The container abstraction is so shallow that once you start trying to debug multiple containers working in concert, it only works for everyone using the same operating system. It essentially only “solved” disk snapshotting and distribution of snapshots. Engineers working on macos vs linux vs windows (even WSL) are working as diffrerently as a cloud engineer deploying on ECS vs EKS vs AKS. We’ve just shifted the character of the differences between machines.
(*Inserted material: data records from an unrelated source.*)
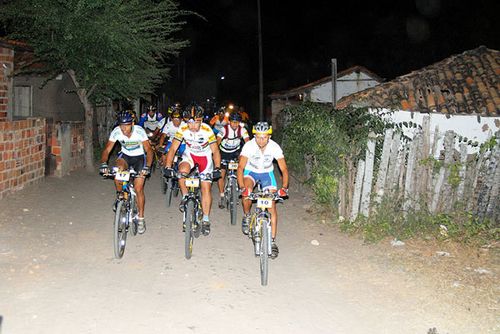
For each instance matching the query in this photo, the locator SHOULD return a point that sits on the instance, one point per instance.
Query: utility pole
(261, 75)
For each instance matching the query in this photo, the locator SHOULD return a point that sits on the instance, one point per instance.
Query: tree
(110, 48)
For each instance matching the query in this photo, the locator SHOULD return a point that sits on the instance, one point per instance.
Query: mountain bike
(126, 209)
(260, 228)
(171, 185)
(231, 193)
(193, 213)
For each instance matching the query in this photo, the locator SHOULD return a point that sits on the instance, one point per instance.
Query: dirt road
(58, 274)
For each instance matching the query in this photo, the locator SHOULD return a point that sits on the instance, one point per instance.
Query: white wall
(346, 85)
(464, 125)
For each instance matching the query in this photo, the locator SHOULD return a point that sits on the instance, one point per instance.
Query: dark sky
(390, 38)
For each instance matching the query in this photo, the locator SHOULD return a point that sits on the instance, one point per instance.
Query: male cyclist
(168, 132)
(256, 164)
(230, 140)
(201, 148)
(150, 120)
(135, 152)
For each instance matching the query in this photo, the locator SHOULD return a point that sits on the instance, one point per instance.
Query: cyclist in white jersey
(135, 152)
(201, 148)
(230, 140)
(256, 164)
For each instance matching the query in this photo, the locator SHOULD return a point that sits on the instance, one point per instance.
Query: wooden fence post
(383, 168)
(357, 190)
(368, 178)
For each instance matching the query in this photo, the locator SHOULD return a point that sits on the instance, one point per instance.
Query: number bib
(122, 176)
(264, 203)
(195, 183)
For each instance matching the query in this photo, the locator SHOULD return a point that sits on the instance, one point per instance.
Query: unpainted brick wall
(22, 153)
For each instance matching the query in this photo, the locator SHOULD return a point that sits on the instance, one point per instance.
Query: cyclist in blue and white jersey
(135, 152)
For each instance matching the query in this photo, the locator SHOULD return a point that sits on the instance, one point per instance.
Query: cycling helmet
(175, 114)
(125, 117)
(193, 112)
(235, 117)
(262, 127)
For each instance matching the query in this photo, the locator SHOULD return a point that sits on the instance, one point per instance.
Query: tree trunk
(84, 95)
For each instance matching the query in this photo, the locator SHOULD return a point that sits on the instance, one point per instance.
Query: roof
(465, 83)
(311, 85)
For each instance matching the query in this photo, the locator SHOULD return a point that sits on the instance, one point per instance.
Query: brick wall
(6, 65)
(67, 147)
(22, 154)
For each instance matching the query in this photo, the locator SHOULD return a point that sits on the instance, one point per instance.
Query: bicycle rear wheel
(233, 202)
(120, 229)
(264, 252)
(189, 221)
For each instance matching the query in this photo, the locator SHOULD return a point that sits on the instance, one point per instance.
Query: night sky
(390, 38)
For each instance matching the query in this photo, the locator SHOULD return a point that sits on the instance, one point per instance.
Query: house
(41, 132)
(459, 93)
(351, 80)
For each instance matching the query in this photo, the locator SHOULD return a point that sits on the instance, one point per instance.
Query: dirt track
(58, 274)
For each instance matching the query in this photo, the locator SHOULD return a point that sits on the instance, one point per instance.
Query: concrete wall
(22, 154)
(469, 126)
(6, 67)
(54, 100)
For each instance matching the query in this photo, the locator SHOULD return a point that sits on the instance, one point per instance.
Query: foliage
(391, 221)
(318, 137)
(116, 48)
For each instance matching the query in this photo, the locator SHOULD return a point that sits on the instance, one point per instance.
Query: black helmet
(193, 111)
(235, 116)
(125, 117)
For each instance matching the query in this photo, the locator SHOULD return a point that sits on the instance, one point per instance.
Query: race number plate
(195, 183)
(122, 176)
(264, 203)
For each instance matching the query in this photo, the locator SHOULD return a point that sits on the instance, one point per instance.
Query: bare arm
(215, 154)
(149, 152)
(241, 167)
(284, 172)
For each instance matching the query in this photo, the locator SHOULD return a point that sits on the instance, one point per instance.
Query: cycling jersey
(258, 161)
(130, 146)
(197, 142)
(150, 122)
(232, 139)
(170, 129)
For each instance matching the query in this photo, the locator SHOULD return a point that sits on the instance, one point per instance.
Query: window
(22, 101)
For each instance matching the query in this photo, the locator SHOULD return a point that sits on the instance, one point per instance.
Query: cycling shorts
(136, 162)
(267, 179)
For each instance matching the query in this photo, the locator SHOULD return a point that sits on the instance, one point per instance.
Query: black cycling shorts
(137, 162)
(226, 157)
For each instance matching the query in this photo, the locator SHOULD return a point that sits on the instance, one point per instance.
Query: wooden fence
(407, 172)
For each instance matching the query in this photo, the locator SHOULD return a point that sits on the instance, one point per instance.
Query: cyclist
(150, 120)
(201, 148)
(135, 152)
(169, 131)
(230, 140)
(256, 164)
(219, 120)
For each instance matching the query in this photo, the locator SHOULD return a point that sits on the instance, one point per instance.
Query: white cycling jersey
(258, 161)
(130, 146)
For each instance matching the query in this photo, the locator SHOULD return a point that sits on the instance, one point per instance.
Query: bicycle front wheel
(120, 229)
(233, 202)
(264, 252)
(189, 221)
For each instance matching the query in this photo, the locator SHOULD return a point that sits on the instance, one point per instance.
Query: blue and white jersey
(130, 146)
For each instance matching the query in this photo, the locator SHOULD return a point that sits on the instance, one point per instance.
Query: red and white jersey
(197, 143)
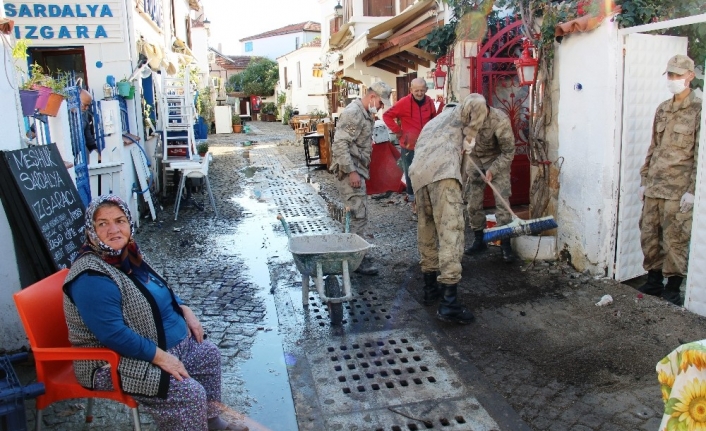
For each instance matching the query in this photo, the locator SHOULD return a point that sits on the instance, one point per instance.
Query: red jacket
(412, 118)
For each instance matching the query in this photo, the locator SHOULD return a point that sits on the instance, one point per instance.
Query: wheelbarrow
(327, 255)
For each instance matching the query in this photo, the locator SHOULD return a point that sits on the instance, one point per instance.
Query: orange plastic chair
(42, 312)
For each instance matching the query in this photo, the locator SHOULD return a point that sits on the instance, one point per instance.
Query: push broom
(517, 227)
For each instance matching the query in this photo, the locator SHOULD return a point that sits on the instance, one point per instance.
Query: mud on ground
(561, 361)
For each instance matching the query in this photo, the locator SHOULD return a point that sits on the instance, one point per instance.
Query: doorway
(55, 60)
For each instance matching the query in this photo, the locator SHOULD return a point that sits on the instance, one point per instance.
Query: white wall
(12, 335)
(299, 97)
(276, 46)
(587, 122)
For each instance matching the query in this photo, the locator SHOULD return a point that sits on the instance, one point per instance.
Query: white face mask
(676, 86)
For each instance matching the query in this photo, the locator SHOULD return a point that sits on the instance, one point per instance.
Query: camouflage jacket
(495, 143)
(437, 154)
(670, 166)
(352, 143)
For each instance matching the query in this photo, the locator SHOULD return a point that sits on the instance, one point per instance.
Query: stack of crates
(12, 395)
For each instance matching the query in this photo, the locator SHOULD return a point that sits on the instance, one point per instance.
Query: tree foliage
(260, 77)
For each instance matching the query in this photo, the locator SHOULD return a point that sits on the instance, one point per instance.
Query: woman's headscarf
(127, 259)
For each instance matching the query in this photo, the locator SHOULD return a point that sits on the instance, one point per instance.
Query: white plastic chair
(193, 170)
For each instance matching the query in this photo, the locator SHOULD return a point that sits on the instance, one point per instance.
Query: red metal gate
(493, 75)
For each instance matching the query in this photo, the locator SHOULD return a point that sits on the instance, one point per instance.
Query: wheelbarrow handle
(348, 220)
(285, 225)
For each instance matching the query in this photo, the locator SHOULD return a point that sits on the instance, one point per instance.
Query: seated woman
(114, 299)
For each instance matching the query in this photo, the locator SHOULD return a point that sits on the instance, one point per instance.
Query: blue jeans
(407, 157)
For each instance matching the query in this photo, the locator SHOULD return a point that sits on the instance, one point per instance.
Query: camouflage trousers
(355, 199)
(440, 221)
(664, 234)
(474, 197)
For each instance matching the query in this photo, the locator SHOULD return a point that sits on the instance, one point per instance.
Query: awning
(402, 20)
(343, 36)
(399, 54)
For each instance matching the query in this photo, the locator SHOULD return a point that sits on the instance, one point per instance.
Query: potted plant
(58, 86)
(202, 149)
(237, 123)
(124, 88)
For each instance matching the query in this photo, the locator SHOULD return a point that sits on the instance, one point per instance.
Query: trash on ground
(605, 300)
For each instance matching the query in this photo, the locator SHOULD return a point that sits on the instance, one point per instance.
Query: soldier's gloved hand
(687, 202)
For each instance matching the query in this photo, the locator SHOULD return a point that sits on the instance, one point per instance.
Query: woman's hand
(170, 364)
(193, 326)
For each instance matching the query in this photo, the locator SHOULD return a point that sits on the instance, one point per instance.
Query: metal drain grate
(297, 211)
(364, 307)
(321, 226)
(369, 370)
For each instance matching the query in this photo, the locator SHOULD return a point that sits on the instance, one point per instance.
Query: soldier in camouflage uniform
(351, 149)
(437, 178)
(493, 153)
(668, 181)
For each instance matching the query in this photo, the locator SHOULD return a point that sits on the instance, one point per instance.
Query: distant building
(275, 43)
(221, 68)
(302, 78)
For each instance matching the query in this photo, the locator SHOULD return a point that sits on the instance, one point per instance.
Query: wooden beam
(414, 59)
(421, 53)
(386, 69)
(389, 64)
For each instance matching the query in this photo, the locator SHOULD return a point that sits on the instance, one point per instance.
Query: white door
(644, 88)
(695, 299)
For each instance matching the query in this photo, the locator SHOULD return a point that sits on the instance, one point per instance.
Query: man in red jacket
(412, 112)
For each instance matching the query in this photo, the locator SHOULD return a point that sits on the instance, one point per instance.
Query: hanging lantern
(439, 78)
(527, 65)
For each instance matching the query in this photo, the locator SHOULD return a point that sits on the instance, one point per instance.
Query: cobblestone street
(540, 355)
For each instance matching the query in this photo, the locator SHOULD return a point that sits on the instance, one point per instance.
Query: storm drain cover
(367, 370)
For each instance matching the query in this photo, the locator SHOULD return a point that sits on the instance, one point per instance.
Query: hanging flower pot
(44, 93)
(53, 105)
(28, 99)
(123, 88)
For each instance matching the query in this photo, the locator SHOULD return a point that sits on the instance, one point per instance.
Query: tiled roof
(287, 29)
(231, 61)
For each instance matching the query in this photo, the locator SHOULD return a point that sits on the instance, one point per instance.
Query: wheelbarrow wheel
(332, 288)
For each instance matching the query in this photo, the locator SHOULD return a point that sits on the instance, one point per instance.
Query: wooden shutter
(379, 7)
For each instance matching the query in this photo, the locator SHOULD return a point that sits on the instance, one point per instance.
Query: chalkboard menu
(43, 207)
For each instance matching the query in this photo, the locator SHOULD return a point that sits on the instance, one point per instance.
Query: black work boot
(654, 284)
(508, 254)
(672, 291)
(449, 308)
(431, 288)
(478, 245)
(366, 267)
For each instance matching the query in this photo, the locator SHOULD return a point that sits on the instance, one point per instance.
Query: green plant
(260, 77)
(202, 148)
(281, 98)
(287, 115)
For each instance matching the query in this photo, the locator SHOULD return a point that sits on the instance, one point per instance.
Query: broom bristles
(518, 228)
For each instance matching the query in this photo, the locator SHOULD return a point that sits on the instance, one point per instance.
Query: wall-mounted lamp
(527, 65)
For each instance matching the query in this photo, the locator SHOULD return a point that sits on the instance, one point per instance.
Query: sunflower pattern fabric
(682, 378)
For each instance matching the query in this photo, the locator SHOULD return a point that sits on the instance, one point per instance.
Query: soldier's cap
(680, 64)
(383, 90)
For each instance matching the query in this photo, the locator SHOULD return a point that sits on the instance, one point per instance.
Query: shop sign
(78, 22)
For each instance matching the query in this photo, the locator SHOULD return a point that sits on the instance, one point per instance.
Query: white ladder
(178, 112)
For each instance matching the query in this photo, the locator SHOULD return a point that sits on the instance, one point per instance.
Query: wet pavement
(390, 365)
The RPC nature is a big part of the issue. The networking options around containers are very different across operating systems. The ability of containers to interact with the host is a big area of difference. The Docker Engine approach of running containers in a VM limits those containers in ways they would not be limited when deployed (in most cases). This is particularly true on MacOS where the interactions between containers and the host depends (at least at one point ~2017) on whether you were using a wired or wireless connection to your network.
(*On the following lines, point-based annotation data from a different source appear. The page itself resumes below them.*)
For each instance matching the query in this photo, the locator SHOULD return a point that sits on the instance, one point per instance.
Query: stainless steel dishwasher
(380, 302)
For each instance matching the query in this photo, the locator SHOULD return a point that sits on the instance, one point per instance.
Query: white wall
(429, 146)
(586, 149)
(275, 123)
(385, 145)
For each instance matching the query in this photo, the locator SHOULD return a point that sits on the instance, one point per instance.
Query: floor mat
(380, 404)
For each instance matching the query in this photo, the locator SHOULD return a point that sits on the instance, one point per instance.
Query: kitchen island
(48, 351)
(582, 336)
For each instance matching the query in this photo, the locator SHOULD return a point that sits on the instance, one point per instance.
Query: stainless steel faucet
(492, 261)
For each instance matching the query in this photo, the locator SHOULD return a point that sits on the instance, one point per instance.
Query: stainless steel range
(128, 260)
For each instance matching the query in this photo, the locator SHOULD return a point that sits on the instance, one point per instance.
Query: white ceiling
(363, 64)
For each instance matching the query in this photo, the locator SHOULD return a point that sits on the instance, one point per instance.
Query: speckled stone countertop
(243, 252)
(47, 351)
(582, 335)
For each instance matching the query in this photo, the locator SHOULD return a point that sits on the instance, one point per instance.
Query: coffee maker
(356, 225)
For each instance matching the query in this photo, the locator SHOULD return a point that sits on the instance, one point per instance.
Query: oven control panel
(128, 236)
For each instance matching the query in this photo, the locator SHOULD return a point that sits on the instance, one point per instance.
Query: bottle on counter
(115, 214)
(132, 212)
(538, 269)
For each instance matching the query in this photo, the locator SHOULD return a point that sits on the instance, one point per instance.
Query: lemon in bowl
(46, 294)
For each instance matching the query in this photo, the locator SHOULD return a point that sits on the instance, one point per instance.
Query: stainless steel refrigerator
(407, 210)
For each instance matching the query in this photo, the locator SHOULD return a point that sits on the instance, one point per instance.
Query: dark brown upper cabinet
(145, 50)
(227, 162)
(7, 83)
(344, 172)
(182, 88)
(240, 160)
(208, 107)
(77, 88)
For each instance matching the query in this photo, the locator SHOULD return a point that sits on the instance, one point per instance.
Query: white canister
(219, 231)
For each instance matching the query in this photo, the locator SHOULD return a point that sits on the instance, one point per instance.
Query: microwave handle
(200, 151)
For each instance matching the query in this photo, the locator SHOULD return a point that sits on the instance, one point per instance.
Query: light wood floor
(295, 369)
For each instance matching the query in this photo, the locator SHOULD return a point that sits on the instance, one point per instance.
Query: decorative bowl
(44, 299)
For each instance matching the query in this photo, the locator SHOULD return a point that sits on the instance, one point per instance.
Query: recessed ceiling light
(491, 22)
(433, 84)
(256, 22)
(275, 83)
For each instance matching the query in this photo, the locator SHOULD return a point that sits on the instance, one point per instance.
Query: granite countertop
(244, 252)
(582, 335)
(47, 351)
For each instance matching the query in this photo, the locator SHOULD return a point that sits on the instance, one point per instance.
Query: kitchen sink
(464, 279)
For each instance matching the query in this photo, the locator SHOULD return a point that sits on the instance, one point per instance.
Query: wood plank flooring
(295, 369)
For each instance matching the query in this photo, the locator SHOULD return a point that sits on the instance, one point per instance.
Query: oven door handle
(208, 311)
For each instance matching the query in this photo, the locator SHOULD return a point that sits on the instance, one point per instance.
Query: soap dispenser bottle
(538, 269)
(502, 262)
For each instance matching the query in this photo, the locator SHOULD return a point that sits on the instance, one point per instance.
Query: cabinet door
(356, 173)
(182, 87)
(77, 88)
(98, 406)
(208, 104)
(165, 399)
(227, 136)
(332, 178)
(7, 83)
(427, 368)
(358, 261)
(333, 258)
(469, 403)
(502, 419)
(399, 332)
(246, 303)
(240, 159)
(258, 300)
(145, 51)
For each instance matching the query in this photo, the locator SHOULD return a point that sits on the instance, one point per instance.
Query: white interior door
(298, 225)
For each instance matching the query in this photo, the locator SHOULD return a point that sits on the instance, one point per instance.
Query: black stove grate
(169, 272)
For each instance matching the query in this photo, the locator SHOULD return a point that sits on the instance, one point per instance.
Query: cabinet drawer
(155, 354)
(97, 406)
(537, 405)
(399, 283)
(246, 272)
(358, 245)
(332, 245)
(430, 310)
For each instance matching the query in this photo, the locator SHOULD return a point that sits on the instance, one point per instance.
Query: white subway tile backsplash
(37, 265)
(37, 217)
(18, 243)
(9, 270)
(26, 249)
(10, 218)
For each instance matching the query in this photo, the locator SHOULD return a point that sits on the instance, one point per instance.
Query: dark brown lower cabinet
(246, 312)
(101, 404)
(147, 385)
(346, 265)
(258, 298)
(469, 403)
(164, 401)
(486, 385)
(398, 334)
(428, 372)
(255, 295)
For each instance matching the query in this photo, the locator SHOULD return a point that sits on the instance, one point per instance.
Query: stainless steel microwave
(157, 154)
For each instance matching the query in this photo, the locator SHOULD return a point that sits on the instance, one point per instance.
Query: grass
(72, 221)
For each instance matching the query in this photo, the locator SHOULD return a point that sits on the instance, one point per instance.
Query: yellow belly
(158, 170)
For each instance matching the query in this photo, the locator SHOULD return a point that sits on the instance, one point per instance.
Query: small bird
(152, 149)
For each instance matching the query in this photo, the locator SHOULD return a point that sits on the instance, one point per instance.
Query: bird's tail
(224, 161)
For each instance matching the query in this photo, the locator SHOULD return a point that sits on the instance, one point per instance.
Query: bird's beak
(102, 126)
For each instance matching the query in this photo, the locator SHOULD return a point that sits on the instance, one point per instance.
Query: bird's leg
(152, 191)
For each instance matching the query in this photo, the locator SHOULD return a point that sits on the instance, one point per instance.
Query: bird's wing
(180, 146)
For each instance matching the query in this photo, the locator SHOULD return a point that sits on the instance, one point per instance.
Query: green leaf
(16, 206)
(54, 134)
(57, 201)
So move to SOA and RPC, partially spurred on by containerization, pushes the differences to the area of maximum difference. The reaction most people have is to try to push everything into a network managed by Docker Engine. That can make debugging tests completely unrepresentative of the relationships between applications when they are deployed. The ability to mock external dependencies has been very important in my debugging work.
The MacOS wired vs wifi case is extreme but I’ve been bit by this in my work. I was debugging a call to an external API. I had the application running locally, working against a containerized version of the external API (the connections may have done in the other direction, this was a long time ago). I was making progress debugging it. I had to leave the office to catch a flight. While on the plane I could no longer reproduce the issue because the host application could no longer connect to the container. Worse than “works on my machine” because it was the same machine!
For example, the rise of sqlite as an alternative to more complex DBs which run on separate machines. One way to simplify a system is to use parts which require less maintenance and administration.
Right up until you need any kind of high availability, then you start adding replication layers to SQLite and grow something as complex as a traditional RDBMS.
There’s a huge class of apps which don’t need high availability but would benefit hugely from a simplified deploy and cheap hosting costs. I think Mastodon or WordPress are perfect examples.
I agree on blog hosting (if it’s down, I doubt many people care), I’m less sure with Mastodon, at least long term. If my email is down, that’s increasingly problematic because people use it for time-sensitive communication. I don’t think Mastodon is in the same space yet, but it aspires to be.
If the discourse on sites like this one is any indication, I think there’s a growing backlash against the trend of ever-increasing abstraction. Not just here in infrastructure, but elsewhere as well; for example, some of us want to go back to writing GUI applications in systems programming languages (albeit with better safety, e.g. Rust). We’ve had enough of teetering atop the tower of abstractions, and we want to find other ways forward. So, I think the future should be finding better ways to deploy and manage infrastructure at level 1 or 2, while keeping the good parts of higher-abstraction deployments (e.g. reproducible infrastructure as code). I’m watching the Nix scene with interest, but haven’t yet jumped in with a real NixOS deployment.
Maybe we should. Specifically, maybe Levels 3 and 4 are the highest we should ever go, and even then only at massive FAANG-order scales.
Abstraction is useful, but its inevitability is not a natural law. It’s a design principle. Like all design principles, it stops being useful the moment it becomes dogma.
Chances are that future infrastructure will be affected by laws and regulations more than by technical limitations.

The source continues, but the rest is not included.